- Adyen shares will begin trading on Wednesday in what will be one of Europe's largest technology initial public offerings (IPOs).
- The shares will be listed on the Euronext Amsterdam and the IPO will value the company at 7.1 billion euros ($8.3 billion).
- Adyen has been profitable for several years and its revenue crossed the 1 billion euro mark for the first time in 2017.
Adyen shares will begin trading on Wednesday in what will be one of Europe's largest technology initial public offerings (IPOs).
But you'd be forgiven for not knowing much about the Dutch financial technology or fintech firm as it has flown under the radar for many years.
So here's a rundown of what Adyen does and how it makes money.
Adyen was founded in 2006 in the Netherlands. Its current CEO, Pieter van der Does, was one of the co-founders.
The name of the company is Surinamese of "start over again," the idea being that the company was making a modern payments platform for the digital age.
Adyen now has nearly 700 employees and 15 offices around the world.
It also sells a point of sales system designed for physical stores. The company is tapping into the so-called trend of "omnichannel" shopping, trying to help merchants process payments online, across mobile and in-store.
Adyen processed payment volumes of 108 billion euros ($127 billion) in 2017, up from 66 billion euros the year before, representing 63 percent growth. And this has been growing strongly each year.
Adyen primarily earns revenue through settlement fees and processing fees charged to its merchants on a per transaction basis, according to its IPO prospectus, and has been showing strong growth in the past few years. Revenues exceeded 1 billion euros for the first time in 2017, a more than 53 percent rise from the year before.
While many start-ups struggle with turning a profit, Adyen has been profitable for several years. It recorded a net income of 71.3 million euros in 2017, though this was down from 97.2 million the year before.
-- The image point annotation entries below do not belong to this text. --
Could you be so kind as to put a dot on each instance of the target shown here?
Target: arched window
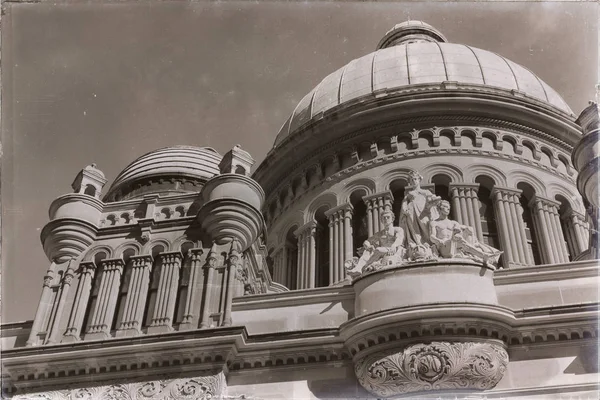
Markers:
(397, 188)
(291, 249)
(322, 248)
(360, 230)
(531, 234)
(153, 286)
(489, 229)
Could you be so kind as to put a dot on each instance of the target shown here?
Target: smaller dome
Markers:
(410, 32)
(176, 169)
(92, 168)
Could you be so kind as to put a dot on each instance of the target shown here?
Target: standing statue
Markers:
(418, 208)
(452, 240)
(382, 249)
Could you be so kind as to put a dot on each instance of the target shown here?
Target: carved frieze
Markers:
(197, 388)
(434, 366)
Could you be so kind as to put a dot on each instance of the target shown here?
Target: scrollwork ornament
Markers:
(434, 366)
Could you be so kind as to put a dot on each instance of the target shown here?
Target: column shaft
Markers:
(82, 295)
(44, 307)
(162, 320)
(62, 297)
(194, 287)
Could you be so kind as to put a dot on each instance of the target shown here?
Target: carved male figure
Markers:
(453, 240)
(383, 245)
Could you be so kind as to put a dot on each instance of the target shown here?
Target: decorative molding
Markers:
(197, 388)
(434, 366)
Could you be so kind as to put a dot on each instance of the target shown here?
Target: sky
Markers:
(106, 83)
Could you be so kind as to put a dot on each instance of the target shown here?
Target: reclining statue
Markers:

In its IPO, Adyen is not selling new shares. Instead, its shareholders are selling their stock, which amounts to 13.4 percent of outstanding shares.
The largest shareholder is early backer Index Ventures which invested in Adyen in 2011. It owns 16.86 percent. General Atlantic is another major backer with 10.82 percent of the company. Adyen also managed to get funding in 2015 from Iconiq, a highly secretive wealth management firm that manages investments for the likes of Facebook boss Mark Zuckerberg. While it was a private company, Adyen had raised around $266 million from various investors.
Late on Tuesday, Adyen set the price for its IPO at 240 euros per share, which was at the upper end of the range the company had previously issued. This gives the company a market capitalization or valuation of 7.1 billion euros ($8.3 billion). Adyen's last valuation that it disclosed was $2.3 billion in 2015.
Shares of Adyen will begin trading on the Euronext in Amsterdam where they will be listed under the symbol "Adyen".